Brown, who made the discovery in collaboration with McMaster researchers Gerry Wright and Brian Coombes, found that the combination of these two drugs inhibits the growth of bacteria after screening a collection of previously approved non-antibiotic drugs within McMaster's Centre for Microbial Chemical Biology. Their screening revealed that this particular combination using the anti-diarrhea drug loperamide increases the efficacy of the antibiotic minocycline against multidrug resistant P. aeruginosa.

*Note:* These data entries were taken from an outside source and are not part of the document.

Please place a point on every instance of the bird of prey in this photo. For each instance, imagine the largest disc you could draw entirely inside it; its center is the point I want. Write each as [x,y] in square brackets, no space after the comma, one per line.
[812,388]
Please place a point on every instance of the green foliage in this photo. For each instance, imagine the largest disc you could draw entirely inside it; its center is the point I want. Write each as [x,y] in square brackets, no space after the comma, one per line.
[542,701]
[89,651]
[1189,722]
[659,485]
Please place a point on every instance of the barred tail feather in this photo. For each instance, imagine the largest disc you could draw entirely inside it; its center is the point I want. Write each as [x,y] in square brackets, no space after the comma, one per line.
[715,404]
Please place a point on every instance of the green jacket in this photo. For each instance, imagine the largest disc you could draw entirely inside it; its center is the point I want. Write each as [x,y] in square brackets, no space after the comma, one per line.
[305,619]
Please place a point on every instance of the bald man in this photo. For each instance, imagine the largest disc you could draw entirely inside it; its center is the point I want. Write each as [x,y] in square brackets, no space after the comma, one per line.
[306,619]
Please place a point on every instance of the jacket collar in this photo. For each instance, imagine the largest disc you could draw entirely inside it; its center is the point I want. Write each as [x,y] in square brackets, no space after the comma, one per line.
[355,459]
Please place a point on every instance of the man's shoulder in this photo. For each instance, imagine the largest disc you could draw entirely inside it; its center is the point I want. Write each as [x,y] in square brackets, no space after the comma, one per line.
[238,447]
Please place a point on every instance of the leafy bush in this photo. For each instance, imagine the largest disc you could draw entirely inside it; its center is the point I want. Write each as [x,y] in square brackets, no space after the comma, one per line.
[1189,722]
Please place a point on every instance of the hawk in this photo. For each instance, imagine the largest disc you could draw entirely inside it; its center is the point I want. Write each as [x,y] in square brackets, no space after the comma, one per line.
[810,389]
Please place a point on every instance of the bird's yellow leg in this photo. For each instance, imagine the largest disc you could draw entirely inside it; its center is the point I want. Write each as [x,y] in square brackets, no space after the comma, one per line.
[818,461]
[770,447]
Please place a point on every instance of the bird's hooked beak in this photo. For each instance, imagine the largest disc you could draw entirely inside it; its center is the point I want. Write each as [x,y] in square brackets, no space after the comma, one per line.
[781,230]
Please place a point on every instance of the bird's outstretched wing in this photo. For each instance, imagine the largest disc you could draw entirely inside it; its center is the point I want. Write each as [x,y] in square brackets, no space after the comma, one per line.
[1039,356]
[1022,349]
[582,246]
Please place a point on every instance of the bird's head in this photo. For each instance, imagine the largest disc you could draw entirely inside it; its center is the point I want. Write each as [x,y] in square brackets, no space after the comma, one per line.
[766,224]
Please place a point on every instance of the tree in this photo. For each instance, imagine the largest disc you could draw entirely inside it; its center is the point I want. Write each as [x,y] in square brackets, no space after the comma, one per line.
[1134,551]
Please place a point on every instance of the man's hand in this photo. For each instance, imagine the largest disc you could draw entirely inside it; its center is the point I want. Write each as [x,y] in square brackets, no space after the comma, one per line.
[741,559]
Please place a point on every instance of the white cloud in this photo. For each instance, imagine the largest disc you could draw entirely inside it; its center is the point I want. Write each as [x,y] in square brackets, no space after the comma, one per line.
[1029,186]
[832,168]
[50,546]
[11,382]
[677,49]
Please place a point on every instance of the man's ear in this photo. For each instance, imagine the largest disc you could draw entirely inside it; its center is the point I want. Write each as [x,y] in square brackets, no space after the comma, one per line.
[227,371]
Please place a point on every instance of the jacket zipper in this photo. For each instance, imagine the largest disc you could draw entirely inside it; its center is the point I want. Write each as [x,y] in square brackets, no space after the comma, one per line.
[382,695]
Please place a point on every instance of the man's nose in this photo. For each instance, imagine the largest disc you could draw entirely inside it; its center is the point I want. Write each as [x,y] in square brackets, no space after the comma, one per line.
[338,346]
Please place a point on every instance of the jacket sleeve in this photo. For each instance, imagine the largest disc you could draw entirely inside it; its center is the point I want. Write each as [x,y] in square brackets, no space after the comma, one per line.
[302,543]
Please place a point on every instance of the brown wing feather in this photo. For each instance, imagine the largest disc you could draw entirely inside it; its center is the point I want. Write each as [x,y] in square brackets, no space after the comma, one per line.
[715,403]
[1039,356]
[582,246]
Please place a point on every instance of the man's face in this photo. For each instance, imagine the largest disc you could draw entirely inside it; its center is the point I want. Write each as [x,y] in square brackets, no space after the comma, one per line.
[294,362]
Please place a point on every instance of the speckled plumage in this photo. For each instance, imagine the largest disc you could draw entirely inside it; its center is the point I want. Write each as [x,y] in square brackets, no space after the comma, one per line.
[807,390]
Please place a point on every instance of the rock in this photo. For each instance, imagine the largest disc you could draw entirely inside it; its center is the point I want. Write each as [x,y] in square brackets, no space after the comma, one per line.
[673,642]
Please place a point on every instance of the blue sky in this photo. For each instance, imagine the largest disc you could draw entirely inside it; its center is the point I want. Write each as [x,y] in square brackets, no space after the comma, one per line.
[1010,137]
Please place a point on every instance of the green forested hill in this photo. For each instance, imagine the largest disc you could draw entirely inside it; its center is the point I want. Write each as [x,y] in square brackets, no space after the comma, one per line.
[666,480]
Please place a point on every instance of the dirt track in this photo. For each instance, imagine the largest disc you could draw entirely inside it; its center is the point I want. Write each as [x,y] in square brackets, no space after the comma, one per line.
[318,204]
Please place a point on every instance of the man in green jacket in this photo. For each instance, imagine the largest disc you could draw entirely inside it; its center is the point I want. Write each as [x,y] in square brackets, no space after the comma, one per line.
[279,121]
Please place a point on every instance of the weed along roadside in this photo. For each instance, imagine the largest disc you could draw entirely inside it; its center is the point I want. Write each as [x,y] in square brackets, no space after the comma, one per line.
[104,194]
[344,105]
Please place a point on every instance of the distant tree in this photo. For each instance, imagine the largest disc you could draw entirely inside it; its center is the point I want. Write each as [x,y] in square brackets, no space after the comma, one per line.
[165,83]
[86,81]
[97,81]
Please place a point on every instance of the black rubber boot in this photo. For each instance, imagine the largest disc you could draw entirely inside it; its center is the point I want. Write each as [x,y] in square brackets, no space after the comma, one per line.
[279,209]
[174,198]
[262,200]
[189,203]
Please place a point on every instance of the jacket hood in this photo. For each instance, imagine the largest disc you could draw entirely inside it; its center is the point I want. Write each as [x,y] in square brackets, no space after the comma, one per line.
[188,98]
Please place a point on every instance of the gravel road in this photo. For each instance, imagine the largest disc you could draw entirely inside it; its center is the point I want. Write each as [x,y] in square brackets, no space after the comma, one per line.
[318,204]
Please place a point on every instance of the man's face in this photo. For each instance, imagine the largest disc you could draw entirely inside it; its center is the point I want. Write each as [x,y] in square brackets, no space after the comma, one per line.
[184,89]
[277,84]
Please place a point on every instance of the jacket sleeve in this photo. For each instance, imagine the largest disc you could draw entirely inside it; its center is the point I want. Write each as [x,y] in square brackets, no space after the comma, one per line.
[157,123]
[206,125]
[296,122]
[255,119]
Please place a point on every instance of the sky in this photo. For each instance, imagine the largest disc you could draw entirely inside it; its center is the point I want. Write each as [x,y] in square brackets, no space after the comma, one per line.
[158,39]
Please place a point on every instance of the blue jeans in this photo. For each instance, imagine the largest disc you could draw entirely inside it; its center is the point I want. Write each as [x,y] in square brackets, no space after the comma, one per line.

"Typically it takes 13 to 15 years to develop a drug," says Brown. "We think that this approach could cut drug development time in half."
"These exciting research findings hold promise that a new, safer method for treating devastating lung infections in people with cystic fibrosis may be just around the corner," says Maureen Adamson, CEO, Cystic Fibrosis Canada, a charity that partnered with the Canadian Institutes of Health Research to fund the project. "These findings could impact healthcare worldwide as antibiotic resistance is a tremendous threat to many populations."
Wright, scientific director of the IIDR, adds that McMaster is one of the only universities to look at the combination of antibiotic and non-antibiotic drugs in combating bacterial resistance. But he believes this marks the beginning of using combination therapy as a more effective way to treat disease.
"This finding has opened doors to discovering the abilities of drugs when combined," he says. "Not only has antibiotic resistance become a growing threat to managing illness and disease, the use of combination therapy has added benefits. These combinations might be a way to selectively target bacteria and combat disease and leave so-called "good bacteria" intact to do other things. In effect you use fewer antibiotics to get the same effect."